Today, I taught myself how to use a pressure cooker.
This pressure cooker is 26 years old. The reason why it looks almost brand new is because I have no idea how to use it.
My Mum gifted it to me when I got married. I’ve always preferred to slow-boil stuff but today I’m making chickpeas curry so thought I’d try using it. Here goes!
I legit jumped when it went off! 😩
Anyway, here’s the very easy recipe.
2 cups black chickpeas, soaked overnight
1 small onion
2 small tomatoes, diced
1 teaspoon minced garlic
1 teaspoon crushed ginger
1 tablespoon tomato purée
1 teaspoon cumin seed
1 heaped teaspoon garam masala
1 teaspoon turmeric powder
1/2 teaspoon red chilli powder
1 green chilli, chopped (optional)
1 teaspoon cooking oil
2 small potatoes, diced
Salt to taste
I used a pressure cooker to cook the chickpeas. If you don’t have one, allow them to boil in adequate water for a few hours. You may add some salt as they boil.
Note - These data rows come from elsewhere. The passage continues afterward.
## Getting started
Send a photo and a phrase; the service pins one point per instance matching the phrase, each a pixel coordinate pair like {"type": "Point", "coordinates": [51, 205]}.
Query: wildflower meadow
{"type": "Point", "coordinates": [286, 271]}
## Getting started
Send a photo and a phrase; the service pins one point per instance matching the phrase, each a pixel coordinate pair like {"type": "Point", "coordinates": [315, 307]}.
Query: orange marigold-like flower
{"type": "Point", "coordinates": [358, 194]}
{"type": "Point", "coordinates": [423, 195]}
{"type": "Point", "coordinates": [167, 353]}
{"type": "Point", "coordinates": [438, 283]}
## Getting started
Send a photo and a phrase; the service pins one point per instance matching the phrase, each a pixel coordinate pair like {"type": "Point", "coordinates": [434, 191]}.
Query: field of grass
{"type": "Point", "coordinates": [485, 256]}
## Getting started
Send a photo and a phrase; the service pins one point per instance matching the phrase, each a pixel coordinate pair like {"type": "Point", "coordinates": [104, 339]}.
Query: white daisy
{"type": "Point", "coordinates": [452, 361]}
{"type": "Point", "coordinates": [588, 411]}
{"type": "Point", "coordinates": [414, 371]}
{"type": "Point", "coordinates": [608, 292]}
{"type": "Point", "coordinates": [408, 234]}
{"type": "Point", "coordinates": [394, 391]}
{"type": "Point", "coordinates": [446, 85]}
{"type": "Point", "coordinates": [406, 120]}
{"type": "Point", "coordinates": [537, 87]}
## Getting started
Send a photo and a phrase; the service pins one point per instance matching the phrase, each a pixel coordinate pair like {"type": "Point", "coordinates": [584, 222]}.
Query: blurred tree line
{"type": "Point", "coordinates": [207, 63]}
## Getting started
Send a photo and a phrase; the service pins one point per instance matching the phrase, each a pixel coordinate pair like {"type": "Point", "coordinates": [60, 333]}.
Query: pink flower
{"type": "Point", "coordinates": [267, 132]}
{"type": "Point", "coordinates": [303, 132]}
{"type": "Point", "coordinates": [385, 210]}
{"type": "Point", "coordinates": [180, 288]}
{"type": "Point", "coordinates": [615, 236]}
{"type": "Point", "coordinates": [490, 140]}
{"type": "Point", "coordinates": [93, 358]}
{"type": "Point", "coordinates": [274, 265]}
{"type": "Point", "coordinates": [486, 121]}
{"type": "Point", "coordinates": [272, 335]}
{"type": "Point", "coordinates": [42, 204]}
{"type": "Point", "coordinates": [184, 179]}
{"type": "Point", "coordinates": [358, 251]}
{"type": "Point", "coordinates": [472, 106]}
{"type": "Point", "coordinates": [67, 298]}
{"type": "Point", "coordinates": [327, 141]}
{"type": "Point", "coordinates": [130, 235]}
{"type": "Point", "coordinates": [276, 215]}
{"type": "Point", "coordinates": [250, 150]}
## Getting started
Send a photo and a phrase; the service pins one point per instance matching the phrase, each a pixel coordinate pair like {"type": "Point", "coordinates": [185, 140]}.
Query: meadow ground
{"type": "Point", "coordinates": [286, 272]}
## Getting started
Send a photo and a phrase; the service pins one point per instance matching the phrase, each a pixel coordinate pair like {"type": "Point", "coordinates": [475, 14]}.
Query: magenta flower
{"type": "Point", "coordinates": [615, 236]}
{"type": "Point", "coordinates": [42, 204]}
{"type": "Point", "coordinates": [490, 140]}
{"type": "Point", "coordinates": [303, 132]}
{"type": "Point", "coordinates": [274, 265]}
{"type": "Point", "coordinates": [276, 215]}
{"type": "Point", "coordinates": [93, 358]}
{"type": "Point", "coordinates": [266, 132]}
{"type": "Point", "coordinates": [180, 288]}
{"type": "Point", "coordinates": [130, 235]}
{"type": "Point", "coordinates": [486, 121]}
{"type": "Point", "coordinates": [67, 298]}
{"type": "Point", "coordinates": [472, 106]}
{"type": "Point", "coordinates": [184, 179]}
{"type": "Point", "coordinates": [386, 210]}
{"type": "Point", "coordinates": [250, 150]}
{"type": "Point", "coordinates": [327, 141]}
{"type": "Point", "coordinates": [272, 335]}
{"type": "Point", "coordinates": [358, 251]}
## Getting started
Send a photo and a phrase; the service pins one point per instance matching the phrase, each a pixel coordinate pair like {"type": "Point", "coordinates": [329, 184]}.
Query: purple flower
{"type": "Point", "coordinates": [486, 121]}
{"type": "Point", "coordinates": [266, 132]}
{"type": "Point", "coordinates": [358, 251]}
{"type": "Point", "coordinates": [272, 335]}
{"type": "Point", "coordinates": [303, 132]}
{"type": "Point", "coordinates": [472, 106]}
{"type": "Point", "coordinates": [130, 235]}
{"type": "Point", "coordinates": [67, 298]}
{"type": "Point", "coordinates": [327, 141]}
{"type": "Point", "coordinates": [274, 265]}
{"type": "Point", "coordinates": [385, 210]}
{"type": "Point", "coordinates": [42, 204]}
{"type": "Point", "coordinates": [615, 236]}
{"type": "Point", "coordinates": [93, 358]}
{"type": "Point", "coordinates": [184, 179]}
In a separate pan, heat the oil, then add the cumin seeds. Allow to brown for about a minute then add the chopped onion. Cook until brown but not burnt.
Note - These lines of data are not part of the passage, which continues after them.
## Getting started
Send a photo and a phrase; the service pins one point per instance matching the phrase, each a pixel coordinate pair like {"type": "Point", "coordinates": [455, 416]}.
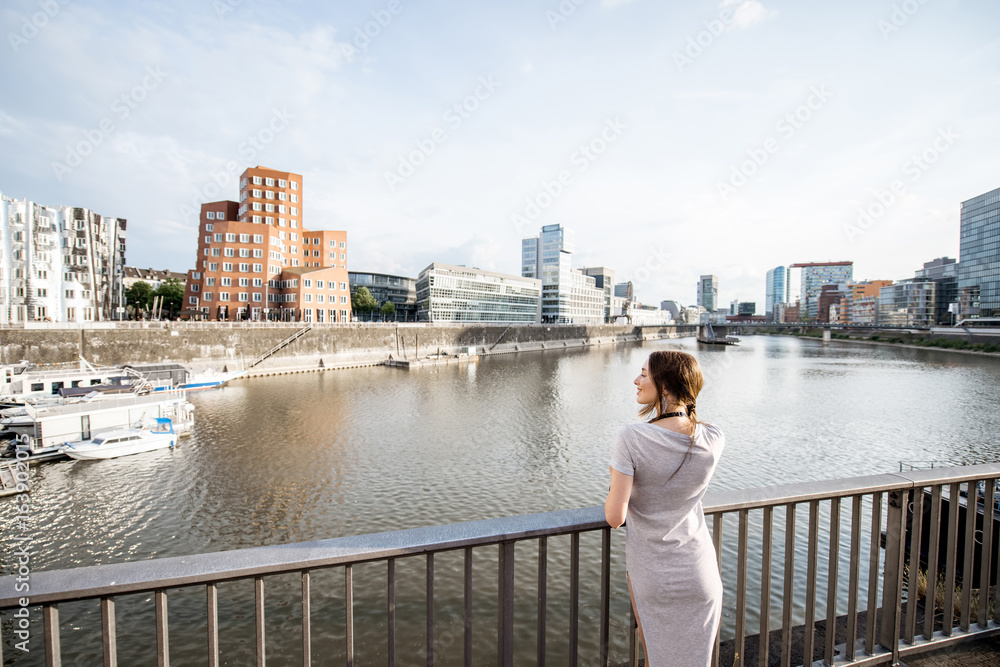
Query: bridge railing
{"type": "Point", "coordinates": [837, 584]}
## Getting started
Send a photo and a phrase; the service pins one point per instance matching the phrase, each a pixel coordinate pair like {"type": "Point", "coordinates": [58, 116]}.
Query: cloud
{"type": "Point", "coordinates": [747, 13]}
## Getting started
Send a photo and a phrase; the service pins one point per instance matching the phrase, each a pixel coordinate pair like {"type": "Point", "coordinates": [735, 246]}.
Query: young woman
{"type": "Point", "coordinates": [659, 472]}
Add the chopped tomatoes and stir briskly.
Add the remaining ingredients and keep stirring. At this point you can even add a pinch of coriander.
Lower the heat and allow this masala to simmer. You may add a little water to this. (About half cup)
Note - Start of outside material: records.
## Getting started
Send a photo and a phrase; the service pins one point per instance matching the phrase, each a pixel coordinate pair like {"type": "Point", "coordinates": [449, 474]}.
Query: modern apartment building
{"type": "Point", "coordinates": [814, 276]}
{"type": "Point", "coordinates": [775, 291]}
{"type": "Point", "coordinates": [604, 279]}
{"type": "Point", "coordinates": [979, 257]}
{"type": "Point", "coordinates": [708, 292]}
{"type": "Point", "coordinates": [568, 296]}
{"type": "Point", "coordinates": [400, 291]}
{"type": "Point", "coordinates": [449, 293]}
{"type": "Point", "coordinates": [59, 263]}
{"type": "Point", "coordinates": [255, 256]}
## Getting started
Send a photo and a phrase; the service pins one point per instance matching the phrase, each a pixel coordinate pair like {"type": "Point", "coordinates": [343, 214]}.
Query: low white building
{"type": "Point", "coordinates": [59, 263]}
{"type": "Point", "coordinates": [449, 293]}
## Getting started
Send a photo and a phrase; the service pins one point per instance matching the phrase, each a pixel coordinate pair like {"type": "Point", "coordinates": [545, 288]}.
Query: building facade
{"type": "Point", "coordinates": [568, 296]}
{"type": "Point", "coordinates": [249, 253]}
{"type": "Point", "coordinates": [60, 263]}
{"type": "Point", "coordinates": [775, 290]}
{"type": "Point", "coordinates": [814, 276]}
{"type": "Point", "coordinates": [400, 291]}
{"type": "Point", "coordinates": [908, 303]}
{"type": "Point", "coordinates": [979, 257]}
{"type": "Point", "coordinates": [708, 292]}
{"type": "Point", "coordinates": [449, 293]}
In the meantime, when the whistle of the pressure cooker has gone off once, switch off the heat, allow the pressure to release completely from the cooker, and gently open the lid.
BE VERY CAREFUL!
Add the masala that you cooked in a separate pan to the chickpeas, close the lid and allow the whistle to go off twice.
Again, cool the cooker and allow the pressure to be released.
Add the diced potatoes and let this simmer on low heat until the potatoes have cooked properly, the water has reduced a bit and it’s a bit thick. You don’t have to pressure cook once you add the potatoes.
Garnish with chopped coriander before serving hot.
You can serve rice, chapatis or puris with this dish.